I'm currently on octodon.social (largely because mastodon.social was full when
I first joined), but I've been thinking of creating a personal instance to
play around with things that I don't necessarily want to clutter another local
timeline with.

------
cjslep
I typically follow people I've had a number of meaningful conversations with.

If looking for techies, they're scattered across several instances. The
i.write.codethat.sucks instance I am on I think is on the smaller side.

------
jordigh
I'm nobody important, but I really am loving the atmosphere in Mastodon. I'm
@JordiGH@mathstodon.xyz

Come say hi! :-)

------
iuguy
Some of my faves:

* djsundog@toot-lab.reclaim.technology

* qrs@mastodon.social

* cypnk@mastodon.social

* mulander@bsd.network

* jk@mastodon.social

* tinker@infosec.exchange

In case anyone's vaguely interested I can be reached at
stevelord@mastodon.social. I mostly post about hardware hacking and
conferences.

------
enkiv2
I wrote a bot that provides randomized follow suggestions (from its follower
list) --
[https://botsin.space/@FollowFriday](https://botsin.space/@FollowFriday)

As for interesting _people_ to follow (biased in favor of people who post
interesting technical content) I recommend
[https://mastodon.social/@natecull](https://mastodon.social/@natecull),
[https://cybre.space/@a_breakin_glass](https://cybre.space/@a_breakin_glass),
[https://mastodon.social/@hisham_hm](https://mastodon.social/@hisham_hm),
[https://mastodon.social/@tomharris](https://mastodon.social/@tomharris), and
[https://hackers.town/@thegibson](https://hackers.town/@thegibson)

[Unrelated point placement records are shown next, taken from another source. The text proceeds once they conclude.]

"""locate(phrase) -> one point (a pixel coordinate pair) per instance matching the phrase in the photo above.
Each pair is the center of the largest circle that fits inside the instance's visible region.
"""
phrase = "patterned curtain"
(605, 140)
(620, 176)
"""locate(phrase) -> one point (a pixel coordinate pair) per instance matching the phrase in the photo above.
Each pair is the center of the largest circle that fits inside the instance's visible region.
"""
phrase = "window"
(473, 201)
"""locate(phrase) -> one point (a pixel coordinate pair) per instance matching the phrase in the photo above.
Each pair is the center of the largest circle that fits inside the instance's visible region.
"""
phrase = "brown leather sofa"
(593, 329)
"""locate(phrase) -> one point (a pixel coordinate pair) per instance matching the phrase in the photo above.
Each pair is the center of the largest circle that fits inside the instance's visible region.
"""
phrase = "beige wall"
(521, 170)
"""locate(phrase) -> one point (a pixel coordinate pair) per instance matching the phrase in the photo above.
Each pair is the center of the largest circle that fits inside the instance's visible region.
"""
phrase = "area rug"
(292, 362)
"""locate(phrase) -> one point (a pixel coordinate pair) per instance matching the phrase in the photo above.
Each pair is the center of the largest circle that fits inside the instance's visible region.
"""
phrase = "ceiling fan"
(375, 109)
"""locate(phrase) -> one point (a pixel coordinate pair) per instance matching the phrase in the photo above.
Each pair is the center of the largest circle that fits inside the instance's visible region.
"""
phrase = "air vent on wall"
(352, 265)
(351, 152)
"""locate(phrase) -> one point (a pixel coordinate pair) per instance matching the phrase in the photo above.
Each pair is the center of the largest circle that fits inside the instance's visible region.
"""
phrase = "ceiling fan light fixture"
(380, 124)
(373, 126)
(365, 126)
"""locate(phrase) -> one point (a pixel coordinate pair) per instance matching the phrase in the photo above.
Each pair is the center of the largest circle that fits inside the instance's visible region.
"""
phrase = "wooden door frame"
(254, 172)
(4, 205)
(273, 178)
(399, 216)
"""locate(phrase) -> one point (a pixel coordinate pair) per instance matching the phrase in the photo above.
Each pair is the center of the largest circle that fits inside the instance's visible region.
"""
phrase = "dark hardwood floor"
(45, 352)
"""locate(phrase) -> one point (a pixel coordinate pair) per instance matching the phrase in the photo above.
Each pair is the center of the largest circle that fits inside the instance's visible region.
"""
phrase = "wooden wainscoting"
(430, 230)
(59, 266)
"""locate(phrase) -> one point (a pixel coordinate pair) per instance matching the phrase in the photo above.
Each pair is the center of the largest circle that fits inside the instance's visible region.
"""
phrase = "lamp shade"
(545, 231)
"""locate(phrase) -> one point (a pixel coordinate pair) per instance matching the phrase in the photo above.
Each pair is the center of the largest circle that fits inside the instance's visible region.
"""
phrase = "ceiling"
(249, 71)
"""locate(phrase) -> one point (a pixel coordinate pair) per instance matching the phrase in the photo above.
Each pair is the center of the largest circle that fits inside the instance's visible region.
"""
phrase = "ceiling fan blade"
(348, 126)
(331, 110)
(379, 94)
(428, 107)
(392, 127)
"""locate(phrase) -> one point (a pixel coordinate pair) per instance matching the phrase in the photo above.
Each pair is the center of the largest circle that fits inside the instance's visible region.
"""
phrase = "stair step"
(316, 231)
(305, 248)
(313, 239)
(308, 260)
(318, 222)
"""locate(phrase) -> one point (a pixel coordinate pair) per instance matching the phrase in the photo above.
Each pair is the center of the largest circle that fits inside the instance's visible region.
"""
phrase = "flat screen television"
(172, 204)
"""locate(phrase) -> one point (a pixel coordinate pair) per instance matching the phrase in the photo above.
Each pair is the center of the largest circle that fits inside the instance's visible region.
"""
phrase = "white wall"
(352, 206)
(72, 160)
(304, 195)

I'm at [https://a.weirder.earth/@enkiv2](https://a.weirder.earth/@enkiv2) at
the moment.

------
hakabahitoyo
[http://mastodonusermatching.tk](http://mastodonusermatching.tk) recommends
infinite users for you.

------
dielan
I typically just shout into the void and follow most people who engage with my
posts. Its a big network out there

------
ColinWright
I'll be following up on several of these recommendations. In the meantime, I
can be found here:

[https://mathstodon.xyz/@ColinTheMathmo](https://mathstodon.xyz/@ColinTheMathmo)

------
Uhhrrr
Just Mastodon, or anything in the fediverse?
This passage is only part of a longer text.